As leaders in marketplace lending, we consider ourselves to be your performance partner. There is risk and you need to be aware of it. However, through rigorous credit analysis and real-time well-balanced performance reporting we endeavour to make your investments as transparent and robust as possible. For extra peace of mind, Insurance & Loss Protection is also factored into the equation.
Marketlend and an Insurer, by its representatives conduct various risk assessments, audit checks at the application and ongoing including accessing merchantile reporting, monitoring exposures throughout the insurers credit portfolio and reviewing historical payment information on the company sole traders.
Marketlend analyses the likelihood of the payment of the trade credit facility and the certainty in this analysis using complex algorithms and software developed in conjunction with contractors from the Department of Defence and Marketlend rish assessors. The risk assessment model is an in-house financial risk analysis program, that takes into account multi-level factors, obtained via third party external sources and the borrower.
Of course it is a system result, and you may have your own view of the risk, that is why you can make your own determination, and if you wish to see how our risk assessment model got the result you can contact us.
At any time, for a nominal fee, you may obtain another risk assessment on the trade credit facility, use the contact us form to make request.
We are aware that our job is not over when the loan is settled, we place a personal property interest security on the borrower’s assets and register the borrower with our merchantile agent, Creditwatch, so we can monitor the borrower after settlement.
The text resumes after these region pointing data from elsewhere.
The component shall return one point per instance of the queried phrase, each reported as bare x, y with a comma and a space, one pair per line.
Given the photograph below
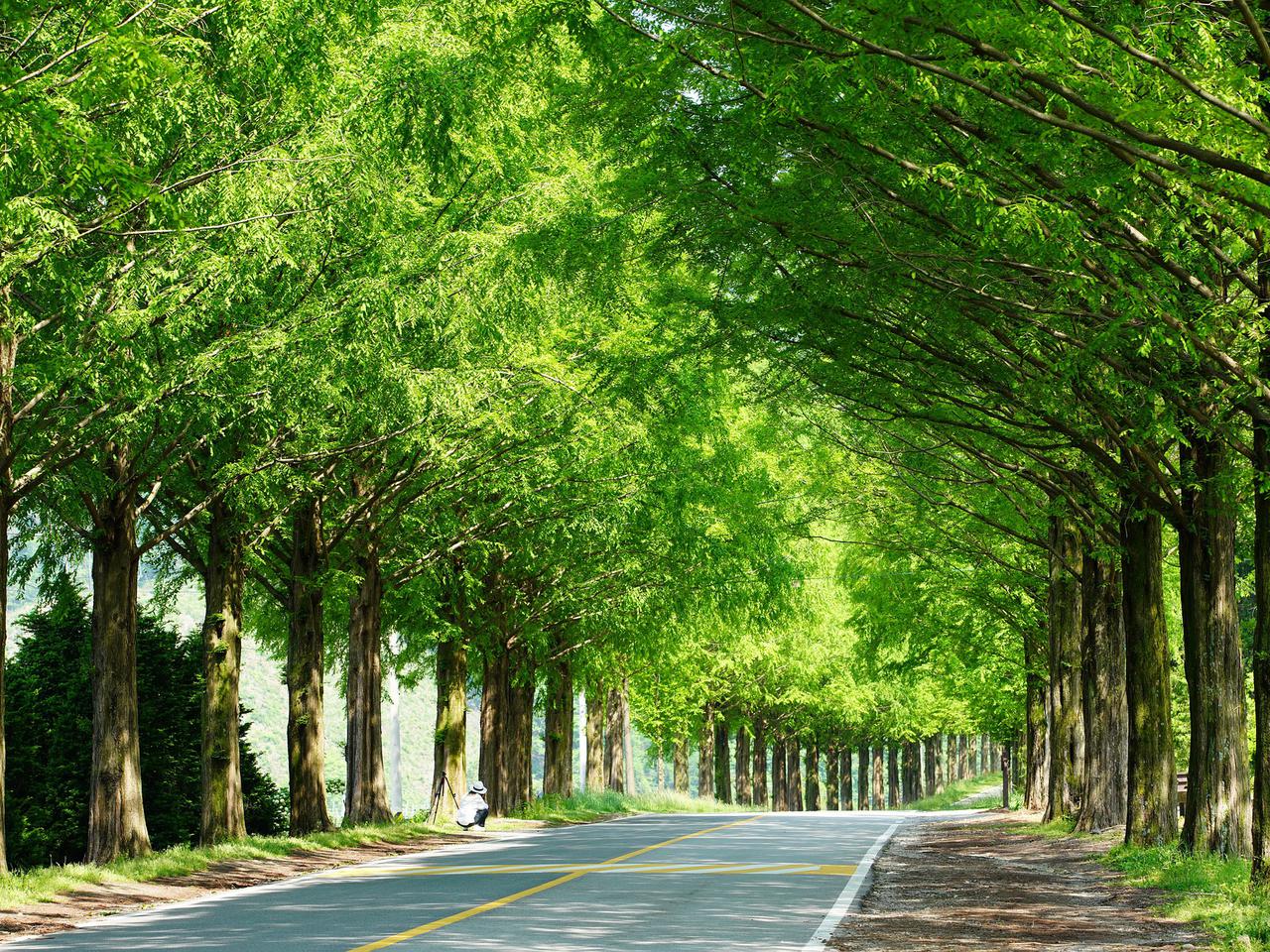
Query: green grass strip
30, 887
1203, 889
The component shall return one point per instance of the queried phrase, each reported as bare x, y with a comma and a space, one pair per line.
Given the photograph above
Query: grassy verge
48, 883
594, 805
960, 789
1202, 889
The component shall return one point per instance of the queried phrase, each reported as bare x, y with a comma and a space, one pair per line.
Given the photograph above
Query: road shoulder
966, 884
71, 909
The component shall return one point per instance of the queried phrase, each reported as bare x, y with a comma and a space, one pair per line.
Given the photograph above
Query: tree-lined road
760, 883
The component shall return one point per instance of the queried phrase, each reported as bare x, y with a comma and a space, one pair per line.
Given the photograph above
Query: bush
50, 735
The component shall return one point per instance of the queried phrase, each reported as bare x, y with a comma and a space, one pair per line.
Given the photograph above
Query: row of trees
1016, 257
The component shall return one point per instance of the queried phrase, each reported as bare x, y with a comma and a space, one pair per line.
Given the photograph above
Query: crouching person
472, 809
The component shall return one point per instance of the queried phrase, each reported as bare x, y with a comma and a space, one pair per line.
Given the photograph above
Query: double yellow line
524, 893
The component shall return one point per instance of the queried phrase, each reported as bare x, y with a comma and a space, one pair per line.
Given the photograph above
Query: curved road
758, 883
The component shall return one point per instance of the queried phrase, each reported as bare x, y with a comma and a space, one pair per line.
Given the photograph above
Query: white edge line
849, 895
290, 883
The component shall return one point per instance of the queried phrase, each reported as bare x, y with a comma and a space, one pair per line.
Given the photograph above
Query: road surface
762, 883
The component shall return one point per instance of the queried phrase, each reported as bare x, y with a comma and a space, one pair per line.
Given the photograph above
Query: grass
1202, 889
51, 881
960, 789
599, 803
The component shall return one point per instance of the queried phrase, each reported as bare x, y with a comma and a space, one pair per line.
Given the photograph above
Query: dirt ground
72, 907
973, 887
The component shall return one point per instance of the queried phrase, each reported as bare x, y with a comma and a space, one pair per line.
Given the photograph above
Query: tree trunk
832, 779
595, 744
847, 793
1006, 778
1066, 724
449, 754
940, 742
722, 763
558, 738
813, 777
223, 581
493, 724
780, 782
912, 779
1105, 796
627, 738
681, 765
744, 788
615, 758
1037, 782
760, 778
305, 753
705, 756
117, 819
8, 361
517, 748
1218, 806
1261, 634
930, 758
794, 775
366, 792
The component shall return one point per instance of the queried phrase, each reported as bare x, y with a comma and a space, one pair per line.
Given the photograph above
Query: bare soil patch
68, 910
970, 885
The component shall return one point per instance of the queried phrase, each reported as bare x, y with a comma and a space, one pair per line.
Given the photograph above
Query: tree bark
558, 738
912, 777
595, 744
1037, 782
615, 758
1065, 721
627, 738
794, 775
366, 792
493, 724
760, 775
449, 753
939, 742
517, 747
744, 788
705, 756
862, 777
1218, 806
1105, 794
8, 361
930, 757
780, 784
117, 819
812, 798
1261, 633
832, 780
1006, 774
223, 581
847, 793
681, 765
722, 763
305, 754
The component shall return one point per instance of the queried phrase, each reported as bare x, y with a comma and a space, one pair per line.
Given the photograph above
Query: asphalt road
762, 883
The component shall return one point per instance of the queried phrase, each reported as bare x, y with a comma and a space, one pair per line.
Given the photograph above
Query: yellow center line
524, 893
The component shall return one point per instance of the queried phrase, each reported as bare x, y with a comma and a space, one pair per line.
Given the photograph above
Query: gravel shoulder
971, 885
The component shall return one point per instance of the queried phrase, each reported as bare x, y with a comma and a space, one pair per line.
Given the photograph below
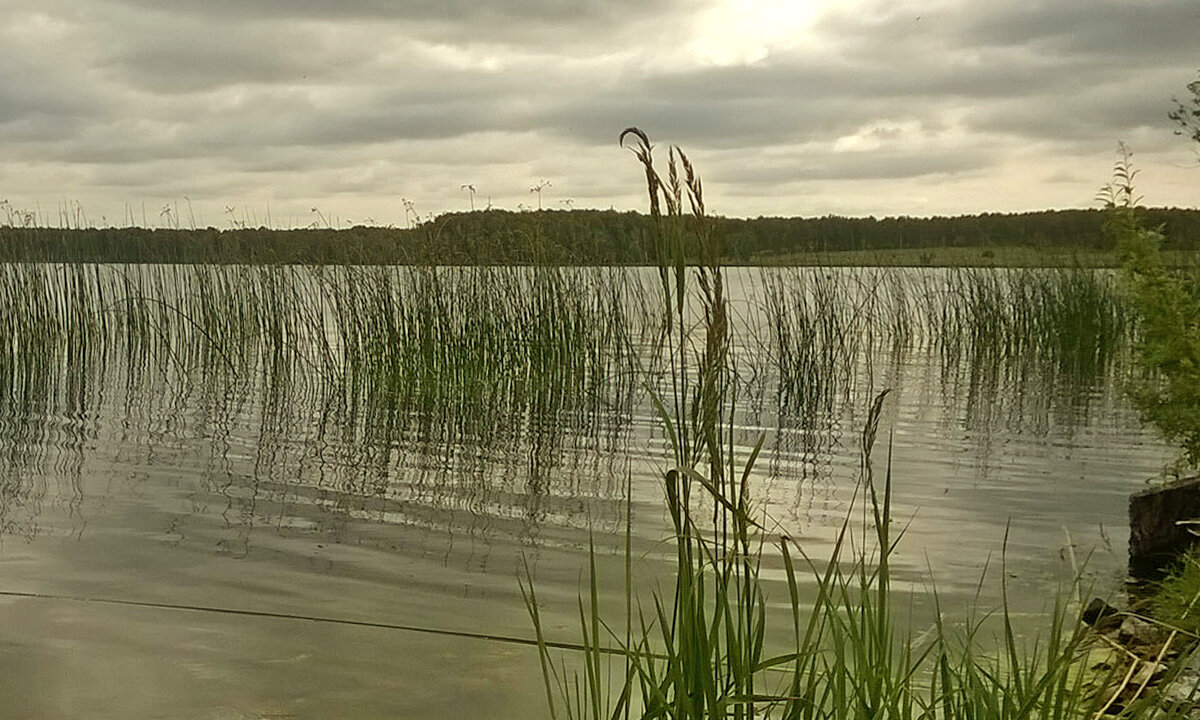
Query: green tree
1187, 113
1168, 305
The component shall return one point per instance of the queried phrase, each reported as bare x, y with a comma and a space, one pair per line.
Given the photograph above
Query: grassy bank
701, 647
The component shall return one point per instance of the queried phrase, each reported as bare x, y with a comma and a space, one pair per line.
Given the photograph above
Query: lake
292, 492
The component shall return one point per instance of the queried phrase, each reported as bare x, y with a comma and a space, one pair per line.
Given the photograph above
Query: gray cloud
371, 100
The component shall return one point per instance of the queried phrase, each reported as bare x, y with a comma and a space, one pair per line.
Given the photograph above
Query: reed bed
1056, 331
701, 646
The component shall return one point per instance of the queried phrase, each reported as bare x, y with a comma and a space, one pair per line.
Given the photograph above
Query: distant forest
575, 237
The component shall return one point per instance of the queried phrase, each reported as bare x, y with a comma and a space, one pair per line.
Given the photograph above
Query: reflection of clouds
255, 449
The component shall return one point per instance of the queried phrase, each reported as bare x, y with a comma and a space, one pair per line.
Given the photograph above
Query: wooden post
1155, 535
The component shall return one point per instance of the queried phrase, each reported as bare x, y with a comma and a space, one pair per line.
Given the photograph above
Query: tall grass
700, 649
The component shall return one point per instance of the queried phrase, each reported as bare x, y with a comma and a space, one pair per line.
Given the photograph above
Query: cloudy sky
235, 111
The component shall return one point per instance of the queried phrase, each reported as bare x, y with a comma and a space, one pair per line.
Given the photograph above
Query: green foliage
1176, 600
1187, 113
1168, 306
579, 237
700, 652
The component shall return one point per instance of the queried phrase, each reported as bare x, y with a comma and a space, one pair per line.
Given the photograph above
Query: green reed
700, 649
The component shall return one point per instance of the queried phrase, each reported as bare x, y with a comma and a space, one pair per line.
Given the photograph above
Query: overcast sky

Any change to the borrower that is reported, we assess and speak to the borrower if we need more clarity. If the change is a negative change, we will then determine the appropriate steps to enforce the loan, as this is a term of default under the borrower’s agreement.
Statistics are available at this link. Actual Seasoned Returns statistics will be available soon. To assist you in your risk analysis, here is a chart of the insurer’s claims history on similar loans*.
On settlement of the loan, 1% of the loan amount is held in provision in case of any loss. If the borrower elects to pay interest only, excess interest payments paid monthly are held in reserve.
For indicative purposes, a public company who finances working capital loans of a similar characteristic to these loans, has had 2.2-2.5% expected loss on its portfolio.
This means for every A$100, you could lose A$2.5 dollars. However this number is based on an average and on individual loans, it could be lower, higher or all of the loan.
That's way, we aim to keep at least 1 times of the expected loss in reserve to protect the investments on Marketlend. However this may not always be the case that the reserve is equal to 1 times, it may be less or more but it will be some first loss protection in reserve.There is no guarantee or assurance that all of the loan proceeds could be lost or protected. If you want more details on the loss reserve or losses expected, feel free to contact us at firstname.lastname@example.org In addition we charge a 1.5% additional interest per month on the account and any funds contributed to repay investors who elect not renew the facility is held in a provision for any losses
* Please note the above chart, does not reflect the expected performance of an individual Marketlend investment.